China’s National Development and Reform Commission (NDRC) and Ministry of Commerce (MOFCOM) have eased antitrust regulations on China-based GPs making overseas investments.
On October 6, China’s current overseas pre-approval and pre-filing merger regime will be replaced with one that sources say should take less time and be less burdensome. The most significant change introduced by the NDRC and the MOFCOM is simplifying the notification procedure and delegating power from central government authorities to provincial or municipal authorities, legal sources tell pfm.
However, some market sources say that it remains tentative as to how effective delegating more approval and filing authority to local regulators will be in practice.

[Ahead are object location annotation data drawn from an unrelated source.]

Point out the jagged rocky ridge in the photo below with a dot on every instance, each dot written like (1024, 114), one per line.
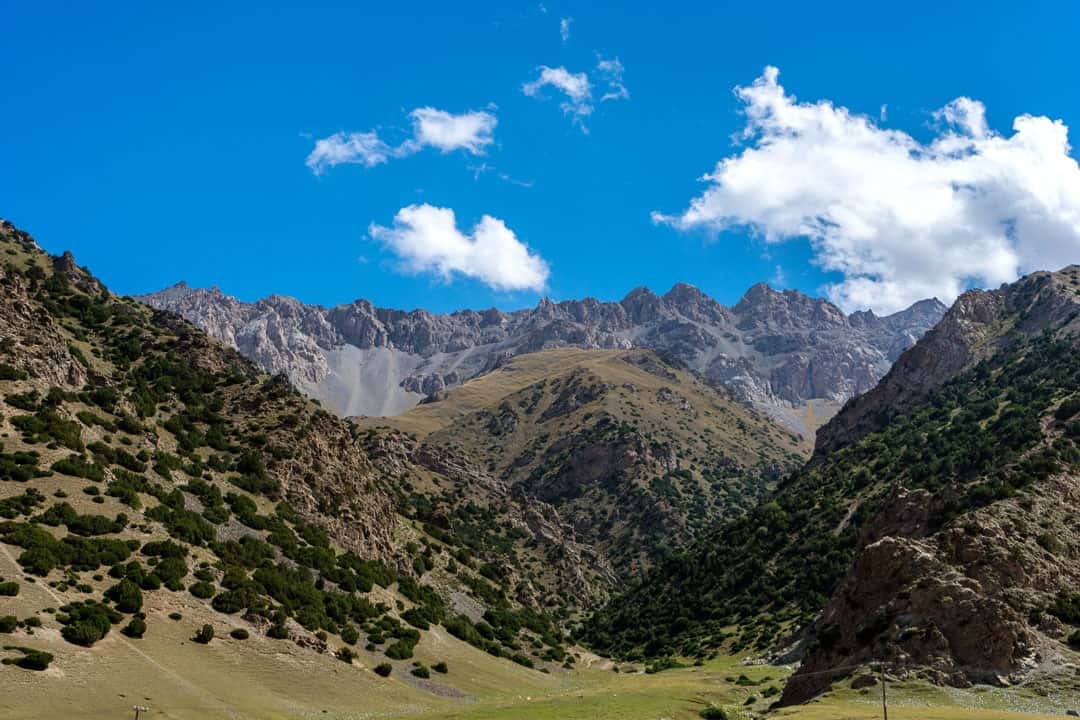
(202, 475)
(934, 529)
(777, 350)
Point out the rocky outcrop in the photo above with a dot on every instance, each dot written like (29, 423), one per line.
(777, 350)
(957, 603)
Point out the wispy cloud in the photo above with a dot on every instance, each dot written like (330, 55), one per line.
(574, 85)
(611, 72)
(471, 132)
(427, 240)
(578, 87)
(900, 219)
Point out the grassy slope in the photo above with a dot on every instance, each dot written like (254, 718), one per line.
(536, 424)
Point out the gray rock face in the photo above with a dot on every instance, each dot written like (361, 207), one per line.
(775, 350)
(976, 326)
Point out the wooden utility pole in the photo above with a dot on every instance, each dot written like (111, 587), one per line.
(885, 702)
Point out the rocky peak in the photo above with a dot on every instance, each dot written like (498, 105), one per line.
(643, 306)
(773, 349)
(979, 324)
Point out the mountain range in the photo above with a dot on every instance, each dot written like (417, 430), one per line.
(626, 486)
(795, 356)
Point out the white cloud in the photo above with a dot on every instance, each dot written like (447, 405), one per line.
(426, 239)
(900, 219)
(575, 85)
(611, 72)
(472, 132)
(469, 131)
(578, 87)
(356, 148)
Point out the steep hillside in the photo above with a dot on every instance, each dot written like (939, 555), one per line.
(147, 471)
(795, 356)
(601, 461)
(939, 539)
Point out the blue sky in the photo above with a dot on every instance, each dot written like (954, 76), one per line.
(161, 145)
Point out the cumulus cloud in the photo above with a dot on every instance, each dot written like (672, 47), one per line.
(611, 72)
(472, 132)
(356, 148)
(426, 239)
(469, 131)
(900, 219)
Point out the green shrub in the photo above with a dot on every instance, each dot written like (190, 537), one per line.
(202, 589)
(86, 622)
(135, 628)
(400, 650)
(30, 660)
(79, 466)
(125, 596)
(204, 635)
(714, 714)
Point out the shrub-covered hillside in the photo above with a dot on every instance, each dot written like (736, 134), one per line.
(994, 442)
(139, 457)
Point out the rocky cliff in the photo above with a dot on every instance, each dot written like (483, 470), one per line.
(777, 350)
(933, 530)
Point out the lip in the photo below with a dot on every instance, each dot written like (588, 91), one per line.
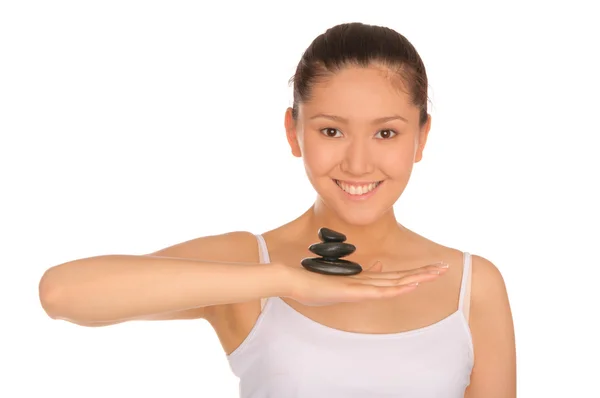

This is because the new measures still retain the long-held principle that any and all outbound investments by Chinese companies must be subject to at least some level of prior review by the Chinese authorities.
For instance, the NDRC retains the requirement that a Chinese acquirer must submit an information report and obtain a confirmation letter from the NDRC (known as a ‘Road Pass’) before undertaking any binding offer or signing a binding acquisition agreement in connection with any outbound Chinese investment of $300 million or more.
“It is well known that the Road Pass and pre-approval requirements put Chinese firms at a disadvantage in M&A bidding,” said one Hong Kong-based lawyer. “The changes will improve this to some degree but the streamlined review and approval periods still mandated by the new rules may prove ephemeral in practice.”